Il tessuto metropolitano risente meno del problema delle appartenenze territoriali e dei campanilismi, mentre occorre tenere maggiormente in conto le dinamiche umane e sociali delle persone, i loro stili di vita e il rapporto che esse hanno con il tempo e lo spazio. Per questo motivo, in città va ripensato il modello delle unità pastorali: secondo quali modifiche? Riflessione particolare merita la situazione del centro storico di Torino, il cui patrimonio artistico non può certo essere ceduto, ma comporta oneri gestionali non indifferenti: come valorizzarlo anche in ambito pastorale?

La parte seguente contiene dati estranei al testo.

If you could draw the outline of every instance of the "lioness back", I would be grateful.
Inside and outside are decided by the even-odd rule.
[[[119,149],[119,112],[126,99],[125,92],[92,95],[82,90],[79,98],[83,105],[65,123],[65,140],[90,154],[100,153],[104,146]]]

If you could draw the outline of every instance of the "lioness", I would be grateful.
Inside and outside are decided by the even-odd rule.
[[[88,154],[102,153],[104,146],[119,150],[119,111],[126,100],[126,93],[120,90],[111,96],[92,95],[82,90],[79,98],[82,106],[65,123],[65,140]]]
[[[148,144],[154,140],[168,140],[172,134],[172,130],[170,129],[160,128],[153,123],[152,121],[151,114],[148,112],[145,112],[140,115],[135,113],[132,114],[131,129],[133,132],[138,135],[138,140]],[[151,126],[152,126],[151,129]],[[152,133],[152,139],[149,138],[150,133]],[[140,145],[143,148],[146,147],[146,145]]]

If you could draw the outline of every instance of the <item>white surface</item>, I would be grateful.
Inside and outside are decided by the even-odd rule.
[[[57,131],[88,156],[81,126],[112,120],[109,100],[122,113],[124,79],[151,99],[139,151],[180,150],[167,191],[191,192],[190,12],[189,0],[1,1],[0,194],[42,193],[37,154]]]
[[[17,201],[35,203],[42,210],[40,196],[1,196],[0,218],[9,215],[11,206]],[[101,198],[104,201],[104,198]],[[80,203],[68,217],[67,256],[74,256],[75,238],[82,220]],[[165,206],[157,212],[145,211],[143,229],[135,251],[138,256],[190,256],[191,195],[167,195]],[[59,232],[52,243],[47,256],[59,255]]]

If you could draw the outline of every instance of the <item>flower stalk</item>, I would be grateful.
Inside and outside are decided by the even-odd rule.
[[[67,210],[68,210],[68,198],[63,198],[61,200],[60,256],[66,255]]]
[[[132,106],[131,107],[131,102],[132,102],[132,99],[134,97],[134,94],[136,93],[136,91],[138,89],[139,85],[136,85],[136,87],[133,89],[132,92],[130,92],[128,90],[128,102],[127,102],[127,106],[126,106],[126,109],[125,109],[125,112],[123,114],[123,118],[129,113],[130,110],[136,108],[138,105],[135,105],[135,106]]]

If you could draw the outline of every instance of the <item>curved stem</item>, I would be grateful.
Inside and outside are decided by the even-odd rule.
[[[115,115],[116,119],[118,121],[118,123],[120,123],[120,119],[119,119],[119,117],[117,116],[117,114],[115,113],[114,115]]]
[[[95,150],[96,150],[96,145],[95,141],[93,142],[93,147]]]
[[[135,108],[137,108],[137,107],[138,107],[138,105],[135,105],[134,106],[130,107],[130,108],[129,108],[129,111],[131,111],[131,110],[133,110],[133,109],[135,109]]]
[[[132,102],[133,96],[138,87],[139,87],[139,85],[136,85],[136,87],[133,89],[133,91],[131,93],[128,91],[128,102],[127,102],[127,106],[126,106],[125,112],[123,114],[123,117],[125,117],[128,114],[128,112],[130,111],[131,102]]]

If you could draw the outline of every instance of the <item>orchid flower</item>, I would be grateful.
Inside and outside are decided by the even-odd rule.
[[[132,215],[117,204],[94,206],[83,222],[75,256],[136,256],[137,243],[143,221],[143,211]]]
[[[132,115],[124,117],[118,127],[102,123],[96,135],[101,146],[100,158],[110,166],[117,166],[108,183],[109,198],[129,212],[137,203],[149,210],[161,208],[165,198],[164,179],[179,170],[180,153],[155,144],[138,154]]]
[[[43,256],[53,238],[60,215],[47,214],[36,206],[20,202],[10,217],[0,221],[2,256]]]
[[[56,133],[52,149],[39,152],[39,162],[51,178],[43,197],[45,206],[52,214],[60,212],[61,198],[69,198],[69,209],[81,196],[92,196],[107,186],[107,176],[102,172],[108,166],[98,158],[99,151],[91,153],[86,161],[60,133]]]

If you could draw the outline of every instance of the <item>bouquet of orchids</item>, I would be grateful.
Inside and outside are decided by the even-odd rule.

Sarà anche importante tener conto della qualificata presenza in Torino e in tutta la Diocesi dei molteplici carismi dei Religiosi e delle Religiose che rappresentano importanti pilastri e risorse per riorganizzare la proposta pastorale.

Per il territorio variegato della Provincia ci sono alcuni elementi propri: la maggiore distanza kilometrica tra i vari centri religiosi, l'età media più elevata del clero, la maggiore fedeltà di questi ambienti ai legami affettivi verso le parrocchie (soprattutto se coincidono con il paese) con la loro storia e il (ancora) forte attaccamento alle tradizioni. In provincia, come regolarsi circa la riduzione del numero di parrocchie? È stato consigliato di non sopprimerle troppo facilmente, bensì di aiutarle a camminare insieme, verificandone l'effettiva vitalità come vita di fede. Come educare le persone a non pretendere che l’esistenza di ogni parrocchia sia legata alla presenza di un prete “in loco”?

È opportuno che all’interno dei singoli territori si individuino dei «capoluoghi» (o centri religiosi maggiori) intorno ai quali organizzare l’esistenza di centri religiosi «minori»? Si aprono varie possibilità. Il primo discernimento effettivo da compiere consiste nella lettura la più possibile oggettiva dei diversi territori, in modo da individuare i capoluoghi o i centri da mettere «in rete». Questo è esattamente il lavoro che le UP faranno in quest'anno nella visita breve con il Vescovo: fornirgli suggerimenti per i bisogni del loro territorio. Il consiglio presbiterale ha già suggerito alcune specificazioni assunte dal consiglio episcopale: nei piccoli centri evitare di passare l'idea che Eucarestia e Liturgia della Parola si equivalgano, individuare centri di aggregazione pastorale sul criterio della sostenibilità economica, presentare subito obiettivi chiari e condivisibili per far partecipare il popolo a un passaggio difficile, valorizzare i Santuari (numerosi e notevoli) in una linea complementare alle parrocchie.

Alcuni spunti e interrogativi riformulati dal consiglio episcopale in vista non solo della discussione nell'assemblea del clero appena conclusa, ma anche in vista dell'incontro sul territorio con l'Arcivescovo, il quale si metterà ulteriormente in ascolto di quanto preti, diaconi, religiosi e religiose, operatori laici vorranno dire circa le loro comunità e unità pastorali.